Class I MHC molecules are expressed on all nucleated cells, whereas class II MHC molecules are expressed mainly on specialized APCs, such as dendritic cells, macrophages, and B lymphocytes, and a few other cell types, including endothelial cells and thymic epithelial cells. The expression of MHC gene products is enhanced by inflammatory and immune stimuli, particularly cytokines like IFN-γ, which stimulate the transcription of MHC genes.
Antigen processing is the conversion of native proteins into MHC-associated peptides. This process consists of the introduction of exogenous protein antigens into vesicles of APCs or the synthesis of antigens in the cytosol, the proteolytic degradation of these proteins into peptides, the binding of peptides to MHC molecules, and the display of the peptide-MHC complexes on the APC surface for recognition by T cells. Thus, both extracellular and intracellular proteins are sampled by these antigen-processing pathways, and peptides derived from both normal self proteins and foreign proteins are displayed by MHC molecules for surveillance by T lymphocytes.
For the class I MHC pathway, cytosolic proteins are proteolytically degraded in the proteasome, generating peptides that bind to class I MHC molecules. These peptides are delivered from the cytosol to the ER by an ATP-dependent transporter called TAP. Newly synthesized class I MHC–β2- microglobulin dimers in the ER are associated with the TAP complex and receive peptides trans- ported into the ER. Stable complexes of class I MHC molecules with bound peptides move out of the ER, through the Golgi complex, to the cell surface.
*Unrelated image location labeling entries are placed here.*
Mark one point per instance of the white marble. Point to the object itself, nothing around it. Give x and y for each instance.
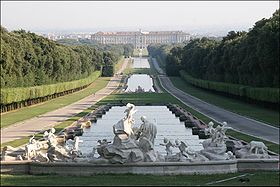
(168, 125)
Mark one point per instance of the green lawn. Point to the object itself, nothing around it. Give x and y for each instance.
(144, 52)
(35, 110)
(234, 105)
(256, 178)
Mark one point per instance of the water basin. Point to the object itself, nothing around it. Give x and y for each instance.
(140, 83)
(168, 125)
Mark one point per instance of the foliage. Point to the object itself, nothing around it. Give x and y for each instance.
(29, 60)
(245, 58)
(11, 95)
(260, 94)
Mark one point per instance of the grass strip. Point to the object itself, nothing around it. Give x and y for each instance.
(36, 110)
(245, 109)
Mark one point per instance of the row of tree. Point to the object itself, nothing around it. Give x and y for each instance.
(245, 64)
(31, 60)
(247, 58)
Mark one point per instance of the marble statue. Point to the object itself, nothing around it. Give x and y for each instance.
(124, 126)
(168, 144)
(215, 148)
(185, 150)
(130, 144)
(210, 130)
(32, 148)
(254, 150)
(146, 134)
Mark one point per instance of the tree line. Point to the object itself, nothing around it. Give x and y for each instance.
(35, 69)
(31, 60)
(244, 58)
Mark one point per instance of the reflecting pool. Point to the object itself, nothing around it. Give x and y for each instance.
(137, 81)
(140, 62)
(168, 125)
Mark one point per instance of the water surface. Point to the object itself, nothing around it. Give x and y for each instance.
(168, 125)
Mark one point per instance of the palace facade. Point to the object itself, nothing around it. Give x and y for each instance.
(141, 39)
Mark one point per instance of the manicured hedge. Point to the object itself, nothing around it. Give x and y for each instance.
(14, 95)
(259, 94)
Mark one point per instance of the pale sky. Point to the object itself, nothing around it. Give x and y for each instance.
(133, 15)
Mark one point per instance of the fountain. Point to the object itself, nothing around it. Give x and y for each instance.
(136, 144)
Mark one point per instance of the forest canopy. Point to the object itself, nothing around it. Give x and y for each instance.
(31, 60)
(246, 58)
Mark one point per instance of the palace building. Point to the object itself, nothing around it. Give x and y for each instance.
(141, 39)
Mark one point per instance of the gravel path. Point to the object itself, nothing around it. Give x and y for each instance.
(236, 121)
(50, 119)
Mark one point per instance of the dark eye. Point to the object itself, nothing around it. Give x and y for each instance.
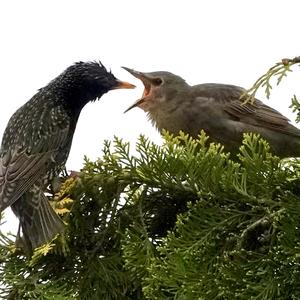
(157, 81)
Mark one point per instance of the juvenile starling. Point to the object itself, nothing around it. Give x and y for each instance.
(36, 145)
(174, 105)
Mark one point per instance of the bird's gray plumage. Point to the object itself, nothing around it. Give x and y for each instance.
(172, 104)
(36, 145)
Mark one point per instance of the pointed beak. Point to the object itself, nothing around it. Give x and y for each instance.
(136, 74)
(123, 85)
(147, 84)
(137, 103)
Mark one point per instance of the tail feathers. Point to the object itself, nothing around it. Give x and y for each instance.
(38, 220)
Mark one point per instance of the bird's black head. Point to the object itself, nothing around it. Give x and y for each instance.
(86, 81)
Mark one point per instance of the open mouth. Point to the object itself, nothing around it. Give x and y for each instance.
(147, 87)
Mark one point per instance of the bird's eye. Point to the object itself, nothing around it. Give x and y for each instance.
(157, 81)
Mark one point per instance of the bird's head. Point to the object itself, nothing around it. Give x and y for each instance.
(160, 89)
(88, 81)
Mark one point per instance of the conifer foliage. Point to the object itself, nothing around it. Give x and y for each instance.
(184, 220)
(179, 221)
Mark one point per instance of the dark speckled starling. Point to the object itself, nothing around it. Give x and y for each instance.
(174, 105)
(36, 145)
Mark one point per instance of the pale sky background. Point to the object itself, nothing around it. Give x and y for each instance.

For the class II MHC pathway, extracellular proteins are internalized into endosomes, where these proteins are proteolytically cleaved by enzymes that function at acidic pH. Newly synthesized class II MHC molecules associated with the Ii are trans- ported from the ER to the endosomal vesicles. Here the Ii is proteolytically cleaved, and a small peptide remnant of the Ii, called CLIP, is removed from the peptide-binding cleft of the MHC molecule by the DM molecules. The peptides that were generated from extracellular proteins then bind to the available cleft of the class II MHC molecule, and the trimeric complex (class II MHC α and β chains and peptide) moves to and is displayed on the surface of the cell.
These pathways of MHC-restricted antigen presentation ensure that most of the body’s cells are screened for the possible presence of foreign antigens. The pathways also ensure that proteins from extracellular microbes preferentially generate peptides bound to class II MHC molecules for recognition by CD4+ helper T cells, which activate effector mechanisms that eliminate extracellular antigens. Conversely, proteins synthesized by intracellular (cytosolic) microbes generate peptides bound to class I MHC molecules for recognition by CD8+ CTLs, which function to eliminate cells harboring intracellular infections. The immunogenicity of foreign protein antigens depends on the ability of antigen-processing pathways to generate peptides from these proteins that bind to self MHC molecules.
These pathways of MHC-restricted antigen presentation ensure that most of the body’s cells are screened for the possible presence of foreign antigens.
The immunogenicity of foreign protein antigens depends on the ability of antigen-processing pathways to generate peptides from these proteins that bind to self MHC molecules.